SQLite Forum

Why is utf8 IN char* but utf8 OUT is unsigned char*
Login
I noticed in the sqlite3.c code that utf8 IN is accepted as char*
e.g. int sqlite3_bind_text(sqlite3_stmt*,int,const char*,int,void(*)(void*));
whereas utf8 OUT is returned as
e.g. const unsigned char *sqlite3_column_text(sqlite3_stmt*, int iCol);

Within the code the char* IN is converted to unsigned char* and then manipulated. Can anyone explain to me why? I think I know how utf8 works but I'm unsure as to why the conversion is neccessary.

e.g. this define plays a big part in the sqlite3.c utf8 code (uz is the unsigned char* conversion of the recveived char* z)

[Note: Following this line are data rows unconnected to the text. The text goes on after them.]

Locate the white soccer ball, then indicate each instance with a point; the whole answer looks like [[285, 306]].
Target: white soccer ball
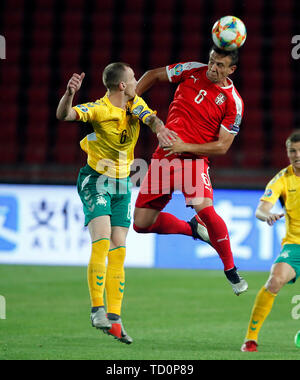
[[229, 33]]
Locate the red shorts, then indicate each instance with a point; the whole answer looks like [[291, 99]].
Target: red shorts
[[168, 174]]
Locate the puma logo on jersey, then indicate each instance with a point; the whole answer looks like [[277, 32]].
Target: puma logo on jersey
[[195, 79], [220, 240]]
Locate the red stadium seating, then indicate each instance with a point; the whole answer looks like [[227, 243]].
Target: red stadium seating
[[146, 35]]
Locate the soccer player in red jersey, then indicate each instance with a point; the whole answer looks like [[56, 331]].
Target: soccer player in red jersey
[[205, 113]]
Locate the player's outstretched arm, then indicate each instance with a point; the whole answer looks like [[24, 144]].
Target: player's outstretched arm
[[263, 213], [150, 78], [64, 110], [164, 135]]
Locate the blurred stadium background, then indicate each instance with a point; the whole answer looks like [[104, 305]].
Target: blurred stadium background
[[49, 40], [42, 223]]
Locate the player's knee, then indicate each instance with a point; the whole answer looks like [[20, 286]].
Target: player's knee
[[275, 283], [139, 230]]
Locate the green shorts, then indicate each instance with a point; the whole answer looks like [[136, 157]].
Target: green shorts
[[102, 195], [290, 254]]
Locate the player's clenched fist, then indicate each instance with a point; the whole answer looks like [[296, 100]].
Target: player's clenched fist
[[74, 83]]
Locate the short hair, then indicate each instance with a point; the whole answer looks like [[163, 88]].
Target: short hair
[[233, 54], [294, 137], [113, 74]]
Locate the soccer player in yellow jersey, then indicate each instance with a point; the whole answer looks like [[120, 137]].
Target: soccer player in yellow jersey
[[104, 185], [286, 268]]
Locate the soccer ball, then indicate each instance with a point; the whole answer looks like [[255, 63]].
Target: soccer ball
[[229, 33]]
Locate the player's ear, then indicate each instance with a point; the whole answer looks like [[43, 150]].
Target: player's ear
[[122, 86], [232, 69]]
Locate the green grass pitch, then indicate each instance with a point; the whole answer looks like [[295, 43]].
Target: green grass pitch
[[171, 314]]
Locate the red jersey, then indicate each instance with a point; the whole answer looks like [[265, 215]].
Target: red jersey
[[200, 107]]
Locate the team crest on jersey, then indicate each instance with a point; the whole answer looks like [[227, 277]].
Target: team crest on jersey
[[178, 69], [220, 99], [137, 110], [82, 108]]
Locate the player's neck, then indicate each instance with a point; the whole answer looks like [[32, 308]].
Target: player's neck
[[296, 171], [118, 99]]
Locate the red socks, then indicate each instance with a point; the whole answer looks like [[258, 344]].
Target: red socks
[[218, 235], [167, 224]]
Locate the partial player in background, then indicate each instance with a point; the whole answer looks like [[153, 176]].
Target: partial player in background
[[104, 185], [286, 268], [206, 114]]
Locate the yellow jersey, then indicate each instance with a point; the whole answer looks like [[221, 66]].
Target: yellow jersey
[[286, 187], [110, 148]]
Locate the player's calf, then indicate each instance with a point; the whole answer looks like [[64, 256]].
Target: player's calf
[[239, 285]]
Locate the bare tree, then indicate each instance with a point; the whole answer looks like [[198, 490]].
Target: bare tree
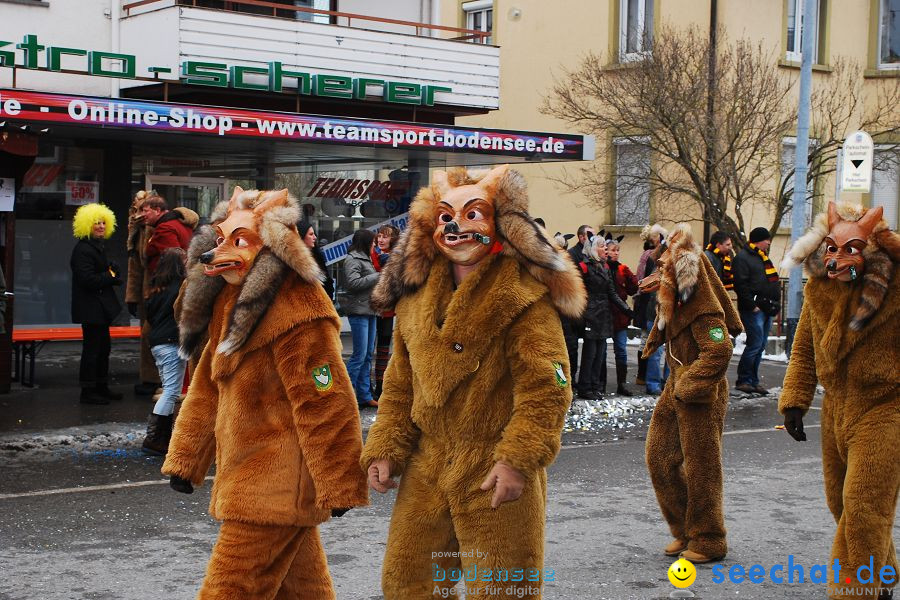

#define SQLITE_SKIP_UTF8(uz) { 		    	\
  if( (*(uz++))>=0xc0 ){             	        \
	while( (*uz & 0xc0)==0x80 ){ uz++; }    \
  }                                             \
}

Couldn't the conversion to unsigned be avoided and the SKIP macro replaced with

do z++; while (*z<-64)

I know the latter doesn't check that the initial byte indicates a UTF8 char follows but does it matter? I mean if there's embedded chars < -64 without the leading utf8 byte is it not a malformed utf8 string in any case? If it did matter you could always change it to

if ((*++z & 192) == 192) while (*++z<-64);

(In the above I'm assuming -i & i always returns i for all compilers). 

I'm just wondering what I'm missing about utf8.